Harcèlement psychologique ex conjoint : que dit la loi en 2026 ?
Le harcèlement psychologique ex conjoint est reconnu par la loi française. Découvrez les sanctions pénales encourues et comment porter plainte avec l'aide d'un avocat spécialisé.

Harcèlement psychologique ex conjoint : une réalité sourde qui détruit des milliers de victimes chaque année. En 2026, le droit pénal français renforce la protection des personnes victimes de harcèlement moral après une séparation ou un divorce. La loi n° 2024-xxx du 23 mars 2024 (actualisée en 2025) et la jurisprudence récente de la Cour de cassation (arrêt du 12 janvier 2026) précisent les éléments constitutifs et les sanctions, y compris lorsque l’auteur est l’ex-conjoint. Cet article vous donne toutes les clés juridiques, les textes applicables et les recours concrets pour faire cesser ces agissements.
Le harcèlement psychologique par un ex conjoint se caractérise par des comportements répétés – dénigrement, menaces, surveillance, privation de contact avec les enfants, pressions financières – qui dégradent les conditions de vie et portent atteinte à la dignité. Depuis la réforme de 2025, le simple fait d’utiliser les enfants comme moyen de pression est explicitement reconnu comme circonstance aggravante. Décryptage complet.
- Définition légale du harcèlement psychologique en 2026 (ex conjoint)
- Éléments constitutifs et preuves acceptées
- Sanctions pénales : amende, prison, interdiction de contact
- Circonstances aggravantes (enfants, vulnérabilité)
- Procédure : dépôt de plainte, ordonnance de protection, référé
- Rôle de l’avocat et accompagnement psychologique
- Jurisprudence 2026 : exemples concrets
- Questions fréquentes (délais, prescription, témoignages)
1. Définition et cadre légal 2026 du harcèlement psychologique par ex conjoint
L’article 222-33-2-2 du Code pénal (modifié par la loi du 23 mars 2024, entrée en vigueur renforcée en 2025-2026) dispose : « Le fait de harceler une personne par des propos ou comportements répétés ayant pour objet ou pour effet une dégradation de ses conditions de vie se traduisant par une altération de sa santé physique ou mentale est puni de… » La particularité du harcèlement psychologique ex conjoint réside dans le lien antérieur d’intimité, qui facilite les pressions insidieuses.

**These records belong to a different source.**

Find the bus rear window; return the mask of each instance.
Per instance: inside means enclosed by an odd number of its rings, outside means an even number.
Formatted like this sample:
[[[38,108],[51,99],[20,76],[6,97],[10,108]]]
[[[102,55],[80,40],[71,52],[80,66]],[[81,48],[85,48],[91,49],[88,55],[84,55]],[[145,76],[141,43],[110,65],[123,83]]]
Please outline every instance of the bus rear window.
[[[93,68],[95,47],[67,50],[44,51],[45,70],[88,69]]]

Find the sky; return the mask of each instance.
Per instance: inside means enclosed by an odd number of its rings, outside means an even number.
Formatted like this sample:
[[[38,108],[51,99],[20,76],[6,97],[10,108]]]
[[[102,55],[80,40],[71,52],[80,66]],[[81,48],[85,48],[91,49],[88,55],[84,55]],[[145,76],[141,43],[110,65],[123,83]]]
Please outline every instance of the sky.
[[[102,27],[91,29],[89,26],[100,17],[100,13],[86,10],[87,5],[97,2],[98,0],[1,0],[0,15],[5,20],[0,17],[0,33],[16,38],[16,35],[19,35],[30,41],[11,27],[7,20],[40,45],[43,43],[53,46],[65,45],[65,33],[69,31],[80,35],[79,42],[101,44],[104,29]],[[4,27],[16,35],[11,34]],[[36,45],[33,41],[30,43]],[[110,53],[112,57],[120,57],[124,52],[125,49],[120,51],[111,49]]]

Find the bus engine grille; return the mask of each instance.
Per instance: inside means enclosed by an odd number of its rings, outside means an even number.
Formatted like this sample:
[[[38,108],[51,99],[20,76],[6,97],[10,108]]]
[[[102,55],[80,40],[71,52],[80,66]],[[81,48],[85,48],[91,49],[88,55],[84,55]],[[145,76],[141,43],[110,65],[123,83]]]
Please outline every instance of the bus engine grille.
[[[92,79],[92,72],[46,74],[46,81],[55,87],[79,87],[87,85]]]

Depuis 2025, le harcèlement post-séparation est explicitement visé par la loi : l’ex-conjoint est considéré comme un auteur potentiel au même titre que le conjoint actuel, avec une présomption de vulnérabilité de la victime dans les deux ans suivant la rupture.

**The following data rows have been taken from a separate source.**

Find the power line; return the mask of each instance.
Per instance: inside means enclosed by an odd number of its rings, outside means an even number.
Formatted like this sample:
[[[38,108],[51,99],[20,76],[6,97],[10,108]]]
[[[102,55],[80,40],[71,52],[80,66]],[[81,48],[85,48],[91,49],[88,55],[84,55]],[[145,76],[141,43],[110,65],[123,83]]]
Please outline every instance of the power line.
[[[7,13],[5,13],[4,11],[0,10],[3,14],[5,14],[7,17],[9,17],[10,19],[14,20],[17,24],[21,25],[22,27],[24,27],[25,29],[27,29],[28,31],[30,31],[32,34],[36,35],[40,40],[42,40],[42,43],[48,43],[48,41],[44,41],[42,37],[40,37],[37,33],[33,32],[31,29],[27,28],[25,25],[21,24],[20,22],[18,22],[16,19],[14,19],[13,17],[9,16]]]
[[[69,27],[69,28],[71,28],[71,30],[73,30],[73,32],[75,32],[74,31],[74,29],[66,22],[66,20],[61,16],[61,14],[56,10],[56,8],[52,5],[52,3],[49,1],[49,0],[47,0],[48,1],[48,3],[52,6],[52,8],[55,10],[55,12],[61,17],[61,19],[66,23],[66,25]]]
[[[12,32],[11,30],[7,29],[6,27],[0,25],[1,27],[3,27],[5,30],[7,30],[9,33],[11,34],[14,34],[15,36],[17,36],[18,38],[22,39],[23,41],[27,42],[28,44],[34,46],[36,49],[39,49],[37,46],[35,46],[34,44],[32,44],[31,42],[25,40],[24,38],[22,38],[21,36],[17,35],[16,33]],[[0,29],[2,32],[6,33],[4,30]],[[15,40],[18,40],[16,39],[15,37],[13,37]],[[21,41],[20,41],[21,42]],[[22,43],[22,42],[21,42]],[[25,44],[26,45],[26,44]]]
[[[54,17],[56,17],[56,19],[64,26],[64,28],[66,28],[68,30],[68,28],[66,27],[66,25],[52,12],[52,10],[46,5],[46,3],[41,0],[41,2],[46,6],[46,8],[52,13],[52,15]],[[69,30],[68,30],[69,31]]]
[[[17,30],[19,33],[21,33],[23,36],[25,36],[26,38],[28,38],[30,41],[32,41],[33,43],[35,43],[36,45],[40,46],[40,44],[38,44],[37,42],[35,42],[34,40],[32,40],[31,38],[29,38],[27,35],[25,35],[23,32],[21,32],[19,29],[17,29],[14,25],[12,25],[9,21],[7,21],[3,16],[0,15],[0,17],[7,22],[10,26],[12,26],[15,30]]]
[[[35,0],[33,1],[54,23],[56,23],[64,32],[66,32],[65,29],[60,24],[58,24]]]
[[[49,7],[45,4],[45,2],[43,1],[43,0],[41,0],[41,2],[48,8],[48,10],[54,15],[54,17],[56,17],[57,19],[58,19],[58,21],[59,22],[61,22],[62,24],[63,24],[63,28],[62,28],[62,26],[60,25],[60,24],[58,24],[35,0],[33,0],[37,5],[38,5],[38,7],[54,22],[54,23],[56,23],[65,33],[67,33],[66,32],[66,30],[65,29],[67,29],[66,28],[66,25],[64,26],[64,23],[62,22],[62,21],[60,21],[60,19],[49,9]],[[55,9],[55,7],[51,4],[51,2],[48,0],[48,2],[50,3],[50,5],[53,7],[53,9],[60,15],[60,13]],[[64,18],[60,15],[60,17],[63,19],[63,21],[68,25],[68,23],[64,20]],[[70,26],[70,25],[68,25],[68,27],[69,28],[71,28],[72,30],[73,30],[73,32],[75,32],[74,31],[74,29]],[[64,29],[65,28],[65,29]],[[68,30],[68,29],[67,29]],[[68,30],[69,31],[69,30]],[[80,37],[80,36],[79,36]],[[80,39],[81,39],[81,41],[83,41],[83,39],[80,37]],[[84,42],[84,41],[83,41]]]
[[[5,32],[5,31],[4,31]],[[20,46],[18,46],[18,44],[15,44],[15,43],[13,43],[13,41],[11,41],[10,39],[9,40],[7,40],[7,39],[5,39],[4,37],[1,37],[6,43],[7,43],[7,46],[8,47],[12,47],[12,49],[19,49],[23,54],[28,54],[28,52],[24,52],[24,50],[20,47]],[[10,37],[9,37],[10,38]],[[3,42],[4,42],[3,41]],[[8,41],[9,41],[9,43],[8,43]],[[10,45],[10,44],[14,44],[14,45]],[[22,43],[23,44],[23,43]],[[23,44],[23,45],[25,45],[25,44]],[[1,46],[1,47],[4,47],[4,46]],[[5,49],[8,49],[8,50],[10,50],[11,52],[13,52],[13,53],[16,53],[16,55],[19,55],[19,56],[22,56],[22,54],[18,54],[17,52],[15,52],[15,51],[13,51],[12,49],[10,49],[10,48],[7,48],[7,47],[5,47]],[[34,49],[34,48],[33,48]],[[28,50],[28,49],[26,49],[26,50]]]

La loi distingue désormais le harcèlement moral au sein du couple (art. 222-33-2-1) et le harcèlement psychologique général (art. 222-33-2-2). Pour l’ex conjoint, ce deuxième article s’applique le plus souvent, sauf si les faits se sont produits pendant la vie commune. En 2026, la jurisprudence précise que des actes commis après la séparation mais en lien avec l’ancienne relation conjugale relèvent de l’article 222-33-2-2 avec circonstance aggravante de « personne vulnérable ».

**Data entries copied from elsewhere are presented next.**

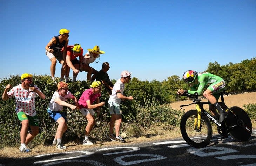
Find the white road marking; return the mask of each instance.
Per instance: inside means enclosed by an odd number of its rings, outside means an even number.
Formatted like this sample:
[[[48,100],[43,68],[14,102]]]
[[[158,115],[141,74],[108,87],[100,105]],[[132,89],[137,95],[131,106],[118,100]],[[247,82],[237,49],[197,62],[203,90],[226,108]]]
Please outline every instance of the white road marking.
[[[132,152],[135,152],[135,151],[138,151],[140,150],[140,148],[138,147],[112,147],[111,148],[104,148],[103,149],[97,149],[96,150],[97,151],[106,151],[107,150],[110,150],[112,149],[132,149],[132,150],[126,151],[122,151],[120,152],[116,152],[109,153],[108,153],[103,154],[103,155],[112,155],[112,154],[117,154],[119,153],[129,153]]]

2. Éléments constitutifs : répétition, intention, préjudice
Trois éléments doivent être réunis pour caractériser le harcèlement psychologique ex conjoint :
2.1 La répétition
Les agissements doivent être répétés (au moins deux faits). Un acte isolé ne suffit pas, sauf s’il est d’une gravité particulière (menace de mort, chantage). La Cour de cassation (Crim., 15 janvier 2026) a jugé que des appels téléphoniques quotidiens, même sans paroles, constituent une répétition.
2.2 L’intention ou l’effet
L’auteur doit avoir eu conscience de nuire, ou ses actes doivent avoir objectivement dégradé les conditions de vie. La loi de 2025 a introduit l’intention présumée en cas de harcèlement après séparation : si l’ex conjoint poursuit des comportements qu’il savait blessants durant le mariage, la mauvaise foi est établie.
2.3 Le préjudice
Altération de la santé (anxiété, dépression, troubles du sommeil) ou dégradation des conditions de vie (isolement, perte d’emploi). Un certificat médical ou un suivi psychologique est une preuve solide.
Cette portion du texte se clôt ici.